Hearing loss and tinnitus (ringing or buzzing in the absence of external stimuli) are common chronic health conditions particularly impacting older adults throughout the world. In addition to the negative impact of these health conditions on one's quality of life, they are associated with cognitive decline and dementia. The aim of our research is to identify how one's DNA predisposes an individual for age-related hearing loss or tinnitus. Identifying genes (and genetic variation) that play a role in hearing loss and tinnitus allows for the eventual development of drugs and/or personalized treatment to prevent or treat these health conditions. For a more rigorous study, we will use large datasets available to us in the United States (250,000 participants) to discover genetic variation contributing to hearing loss and tinnitus and then use the UK Biobank dataset (291,516 participants) to validate our findings. Once we establish the DNA associated with hearing loss and tinnitus, we can study whether the same DNA variation is also associated with hearing loss and tinnitus following certain chemotherapy or radiation to the brain as well as other health conditions, such as diabetes, anxiety, or Alzheimer's dementia. The project will take one year. The public health impact is that the findings can ultimately help the 430 million people worldwide who live with disabling hearing loss.

Scope extension:

1. To utilize UK Biobank as a replication cohort for our genome wide association study (GWAS) of age-related hearing loss and de novo tinnitus comprised of 2 genotyped cohorts associated with electronic health records: 40,000 participants in Electronic Medical Records and Genomics network (eMERGE) and 60,000 participants in Vanderbilts collection of de-identified DNA samples linked to Electronic Health Records (BioVu).
2. To evaluate the validity of a Polygenic Risk Score created from our GWAS of age-related hearing loss and GWAS of de novo tinnitus on 100,000 individuals in UK Biobank GWAS of hearing loss and tinnitus, respectively.
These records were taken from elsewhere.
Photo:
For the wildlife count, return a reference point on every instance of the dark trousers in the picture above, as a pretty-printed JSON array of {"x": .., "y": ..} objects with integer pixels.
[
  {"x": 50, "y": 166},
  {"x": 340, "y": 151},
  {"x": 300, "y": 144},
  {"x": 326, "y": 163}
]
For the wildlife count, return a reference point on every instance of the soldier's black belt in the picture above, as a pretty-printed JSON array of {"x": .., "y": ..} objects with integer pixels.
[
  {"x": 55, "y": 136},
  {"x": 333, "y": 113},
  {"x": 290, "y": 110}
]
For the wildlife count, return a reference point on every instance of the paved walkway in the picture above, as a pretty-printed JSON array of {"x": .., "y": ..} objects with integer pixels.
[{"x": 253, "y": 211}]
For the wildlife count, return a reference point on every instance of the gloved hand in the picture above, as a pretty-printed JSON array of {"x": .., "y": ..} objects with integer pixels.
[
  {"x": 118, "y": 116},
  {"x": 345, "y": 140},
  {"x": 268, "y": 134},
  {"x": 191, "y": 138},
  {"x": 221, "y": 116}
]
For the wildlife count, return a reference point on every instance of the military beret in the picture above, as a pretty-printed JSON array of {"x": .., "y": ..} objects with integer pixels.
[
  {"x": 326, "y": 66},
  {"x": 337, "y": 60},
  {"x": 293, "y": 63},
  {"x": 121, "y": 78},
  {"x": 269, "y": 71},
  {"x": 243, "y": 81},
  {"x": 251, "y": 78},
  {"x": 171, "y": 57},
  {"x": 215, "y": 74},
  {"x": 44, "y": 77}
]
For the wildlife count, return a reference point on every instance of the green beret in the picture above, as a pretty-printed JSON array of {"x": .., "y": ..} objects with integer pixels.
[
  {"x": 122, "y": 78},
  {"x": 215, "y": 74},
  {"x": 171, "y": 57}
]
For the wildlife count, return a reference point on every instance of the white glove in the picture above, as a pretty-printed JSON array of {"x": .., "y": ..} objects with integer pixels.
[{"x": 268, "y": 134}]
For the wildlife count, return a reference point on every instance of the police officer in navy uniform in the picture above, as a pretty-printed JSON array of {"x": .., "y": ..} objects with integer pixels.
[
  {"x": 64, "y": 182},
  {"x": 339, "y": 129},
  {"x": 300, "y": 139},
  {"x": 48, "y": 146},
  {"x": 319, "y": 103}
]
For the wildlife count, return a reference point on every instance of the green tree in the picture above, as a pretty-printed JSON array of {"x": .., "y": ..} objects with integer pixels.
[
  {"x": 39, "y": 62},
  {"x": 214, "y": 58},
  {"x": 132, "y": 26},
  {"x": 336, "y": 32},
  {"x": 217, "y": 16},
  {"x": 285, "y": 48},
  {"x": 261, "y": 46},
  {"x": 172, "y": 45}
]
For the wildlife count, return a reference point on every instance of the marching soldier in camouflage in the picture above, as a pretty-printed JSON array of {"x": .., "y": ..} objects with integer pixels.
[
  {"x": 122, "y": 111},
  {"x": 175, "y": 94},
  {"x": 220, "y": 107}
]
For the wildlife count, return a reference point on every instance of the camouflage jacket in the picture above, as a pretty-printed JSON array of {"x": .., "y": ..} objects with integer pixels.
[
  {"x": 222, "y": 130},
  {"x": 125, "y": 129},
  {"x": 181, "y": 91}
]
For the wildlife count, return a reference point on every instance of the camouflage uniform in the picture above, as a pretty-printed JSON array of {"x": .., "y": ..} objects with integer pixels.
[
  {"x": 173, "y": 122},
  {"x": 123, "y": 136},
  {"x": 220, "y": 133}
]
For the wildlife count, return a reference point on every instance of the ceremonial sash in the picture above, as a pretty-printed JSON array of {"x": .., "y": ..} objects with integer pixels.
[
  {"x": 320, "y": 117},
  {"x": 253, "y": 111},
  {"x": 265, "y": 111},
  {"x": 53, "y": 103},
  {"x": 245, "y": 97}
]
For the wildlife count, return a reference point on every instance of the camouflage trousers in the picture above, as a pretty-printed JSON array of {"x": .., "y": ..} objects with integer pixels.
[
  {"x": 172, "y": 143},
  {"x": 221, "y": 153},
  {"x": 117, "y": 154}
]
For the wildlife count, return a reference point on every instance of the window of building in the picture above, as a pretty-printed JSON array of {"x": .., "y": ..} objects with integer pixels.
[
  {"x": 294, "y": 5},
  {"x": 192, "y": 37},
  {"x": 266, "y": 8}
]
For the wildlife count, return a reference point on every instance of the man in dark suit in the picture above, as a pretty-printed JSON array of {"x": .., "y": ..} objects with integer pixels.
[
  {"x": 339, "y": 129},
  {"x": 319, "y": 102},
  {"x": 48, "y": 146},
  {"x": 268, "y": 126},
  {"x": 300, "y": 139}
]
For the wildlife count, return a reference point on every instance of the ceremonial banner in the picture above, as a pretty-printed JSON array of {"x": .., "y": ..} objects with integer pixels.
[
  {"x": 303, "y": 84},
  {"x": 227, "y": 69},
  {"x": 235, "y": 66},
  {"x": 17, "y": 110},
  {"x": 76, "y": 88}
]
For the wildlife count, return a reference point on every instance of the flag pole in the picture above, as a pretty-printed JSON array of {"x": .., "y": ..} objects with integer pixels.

3. To utilize UK Biobank Digit Triplet Test data as a replication set for our GWAS of speech recognition threshold on 2,000 individuals.
4. To evaluate shared genetic architecture of age-related ototoxicity with cancer treatment-related ototoxicity and other age-related phenotypes including dementia.
5. To perform a GWAS of de novo tinnitus using UK biobank data.
6. To perform GWAS of hearing difficulty and GWAS of hearing loss using UK biobank data.
7. To use GWAS results (aims 5 and 6) for building and evaluation of PRS models for these conditions and to study the shared genetic architecture with conditions listed at aim 4.